Once it was over, they made me sit in an armchair for 10 minutes. In that armchair, I was angry but also too weak to do anything about it. I waited for them to let me go, and they asked if I had someone to accompany me home. I said yes.
The car ride in my best friend’s car was quiet. He tried to comfort me. I sat in the back seat, high as a horse with my face leaning on the cold hard glass. The buildings were blurry and I just wanted to sleep. Somehow, I ended up at home with all my medications and painkillers that I needed to take. I don’t even remember how I got them. I do, though, remember that the sleep I got from that anesthesia was the best sleep I’ve had. Ever. And that was it. It was over.
After the abortion, Chris tried to contact me to tell me that he “got locked up” because he was selling weed to come up with his half. I deferred him to my best friend, with whom he had a debt to settle. Almost six years later and I haven’t heard from him since, though I know he still lives in the same house, still does the same shit, sitting on his porch, smoking weed, and at the same place he was when I left the block.
Looking back this huge fiasco, I can’t think of a better story to tell. Yes, it sucked. I wish it didn’t have to happen, but it did and I learned about myself during the process. I learned that I am pro-choice. I learned that while I am pro-choice, I will probably take all the precautions I can to have to avoid going through another abortion again. It was physically painful and uncomfortable. And while it felt costly (I mean, $300 is a lot to a 20-year-old), I look at the grand scheme of things and think about how much that $300 – a drop in the bucket – changed and molded my life. I know at 20, I was in no way ready to parent. I didn’t want to. Simply put.
I’ll never force my beliefs on anyone, but I won’t be afraid to tell it out loud. I believe in safe medical abortion, and I believe that a woman has every right to her own body. I believe that women have the right to adequate healthcare and yes, that includes having the choice to have an abortion.

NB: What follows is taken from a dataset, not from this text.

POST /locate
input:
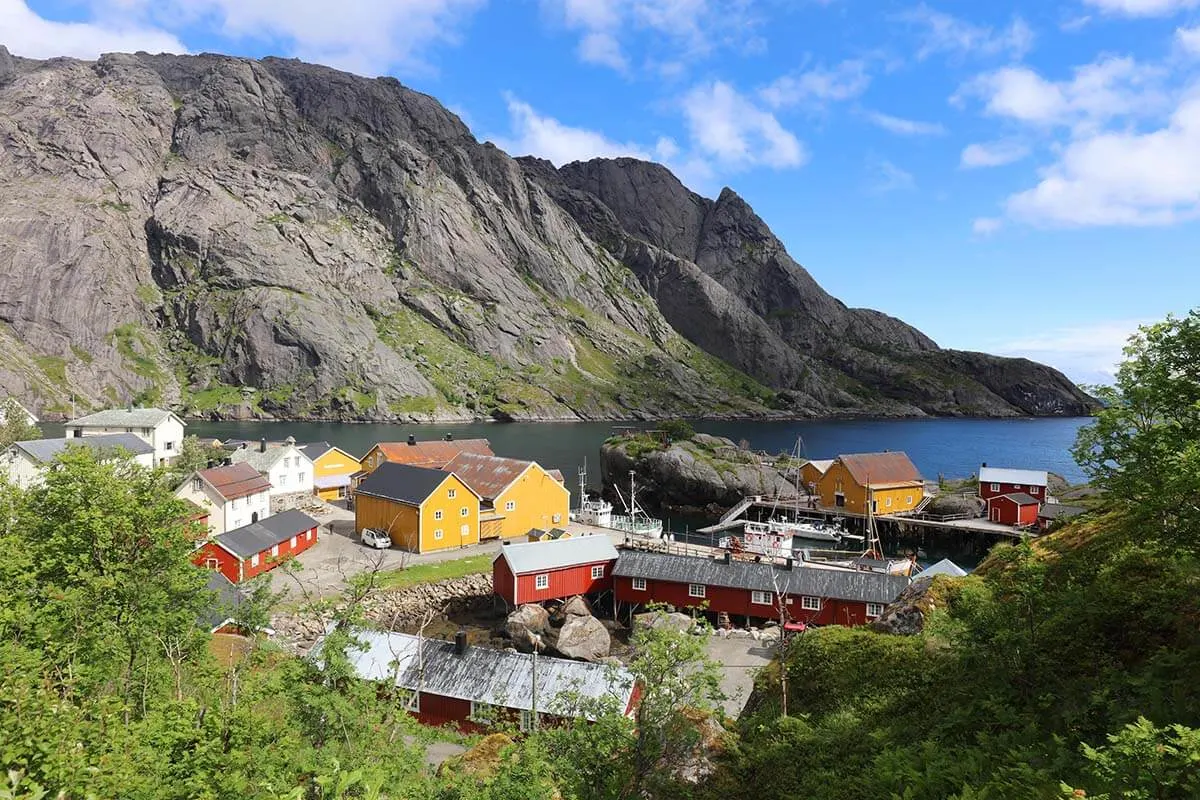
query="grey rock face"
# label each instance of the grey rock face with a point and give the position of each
(228, 236)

If I weren’t able to make the decisions that I did make, my life would have staggered. Stunted. I’d probably be living below the poverty line. The drama that I was able to leave behind would probably continue. I’ll never forget to talk about the physical pain that I experienced with my abortion, but its legitimately fair to also talk about my amazing life after it.
I’m six years wiser now. Because I had that abortion, I was able to finish college without the struggles and hardship that came with having a child. I watched (some of) my friends with kids struggle to find childcare and to even continue their educational careers, which to me, was and is hugely important. With my education, I nabbed what seems to be my dream job in the city.
On a final note, I want to add that I don’t feel psychological pain. I don’t think everyone does, but I can’t take away from that fact that some people do. And that’s valid. Here and there I think back to it and think, “wow, to think that I’d have a kid right now….thank goodness I don’t!” I often talk about this with my current and long-term partner and I don’t know if I ever sound thankful enough, or lucky enough that I was able to make this life-changing decision. When the time comes that I decide I want and can afford to have children, I’ll make that decision. For now, I’ll support other women. Lift them up. Never judge them or their decisions. I’ll always stand up for other women’s rights because that means standing up for my rights.